Doch Gott ist nicht da,
sondern erst da, wo an das Opfer erinnert wird:
Da, wo Eva ihren dritten Sohn Set als Stellvertreter von Abel benennt, und darin erinnert, dass Kain ihn getötet hat. Das wäre wiederum ein Hinweis darauf, dass Schuld erst da gesühnt ist, wo das Opfer zu seinem Recht kommt bzw. erinnert wird.

Familiäre Situation
Zwischen Geschwistern wächst vermutlich in besonderer Weise die Frage: Wer hat mehr Ansehen bei den Eltern, wer wird am meisten geliebt. Gott ist in gewisser Weise in einer ähnlichen Position wie die Eltern und schafft einen Ausgleich zum Verhalten der Eltern.

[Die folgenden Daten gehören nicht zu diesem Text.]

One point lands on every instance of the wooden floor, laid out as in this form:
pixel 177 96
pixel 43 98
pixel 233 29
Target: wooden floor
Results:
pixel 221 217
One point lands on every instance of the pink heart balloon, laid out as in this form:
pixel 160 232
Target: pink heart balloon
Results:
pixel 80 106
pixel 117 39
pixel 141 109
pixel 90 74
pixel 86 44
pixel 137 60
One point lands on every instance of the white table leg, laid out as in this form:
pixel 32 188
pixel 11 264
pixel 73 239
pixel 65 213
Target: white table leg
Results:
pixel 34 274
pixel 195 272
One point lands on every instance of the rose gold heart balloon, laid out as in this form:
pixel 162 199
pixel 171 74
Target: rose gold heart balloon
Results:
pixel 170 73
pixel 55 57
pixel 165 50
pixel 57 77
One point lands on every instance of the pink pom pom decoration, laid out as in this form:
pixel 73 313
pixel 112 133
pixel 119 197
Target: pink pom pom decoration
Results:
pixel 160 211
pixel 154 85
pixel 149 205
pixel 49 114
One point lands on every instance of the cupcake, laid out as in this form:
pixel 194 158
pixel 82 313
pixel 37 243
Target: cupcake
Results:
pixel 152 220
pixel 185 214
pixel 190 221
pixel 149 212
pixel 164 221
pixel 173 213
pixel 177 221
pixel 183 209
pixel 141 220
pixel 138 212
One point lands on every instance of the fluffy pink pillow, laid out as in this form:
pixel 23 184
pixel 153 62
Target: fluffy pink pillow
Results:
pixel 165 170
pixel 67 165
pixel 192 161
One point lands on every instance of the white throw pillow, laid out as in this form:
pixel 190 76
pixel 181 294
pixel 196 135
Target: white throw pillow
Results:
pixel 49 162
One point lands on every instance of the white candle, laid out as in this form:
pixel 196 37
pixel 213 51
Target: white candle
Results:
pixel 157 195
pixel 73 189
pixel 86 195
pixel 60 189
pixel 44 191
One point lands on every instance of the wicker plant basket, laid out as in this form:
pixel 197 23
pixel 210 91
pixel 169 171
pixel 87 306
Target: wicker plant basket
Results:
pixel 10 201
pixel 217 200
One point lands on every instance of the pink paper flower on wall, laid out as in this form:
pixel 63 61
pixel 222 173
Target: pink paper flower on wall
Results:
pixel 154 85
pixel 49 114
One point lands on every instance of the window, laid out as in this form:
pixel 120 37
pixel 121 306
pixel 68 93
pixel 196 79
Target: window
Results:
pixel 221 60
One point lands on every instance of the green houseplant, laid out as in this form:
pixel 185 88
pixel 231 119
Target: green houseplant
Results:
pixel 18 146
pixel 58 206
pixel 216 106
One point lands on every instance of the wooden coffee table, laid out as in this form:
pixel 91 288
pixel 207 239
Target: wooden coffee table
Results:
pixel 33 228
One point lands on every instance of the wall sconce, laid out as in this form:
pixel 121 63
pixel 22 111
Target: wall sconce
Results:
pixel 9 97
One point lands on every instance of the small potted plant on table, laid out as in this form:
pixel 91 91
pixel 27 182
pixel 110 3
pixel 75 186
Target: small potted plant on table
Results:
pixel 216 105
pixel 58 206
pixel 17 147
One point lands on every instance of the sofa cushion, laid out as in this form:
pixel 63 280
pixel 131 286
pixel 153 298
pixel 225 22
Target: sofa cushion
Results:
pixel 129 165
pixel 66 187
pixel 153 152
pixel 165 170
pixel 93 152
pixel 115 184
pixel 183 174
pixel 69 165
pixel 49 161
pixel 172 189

Die Mutter stellt den einen Sohn ins Zentrum oder sogar an die Stelle ihres eigenen Mannes. Doch dieser ist in der Szene eigenartig abwesend und rückt die disfunktionale Familie nicht zurecht bzw. verursacht das Ungleichgewicht durch seine Abwesenheit gerade mit.

Weitere Gedanken
Kain und Abel als zwei Seiten der gleichen Person:
- Wie ist es, wenn ich einen Teil in mir, der Ansehen erhält, umbringen muss? Wenn dieser nicht leben darf?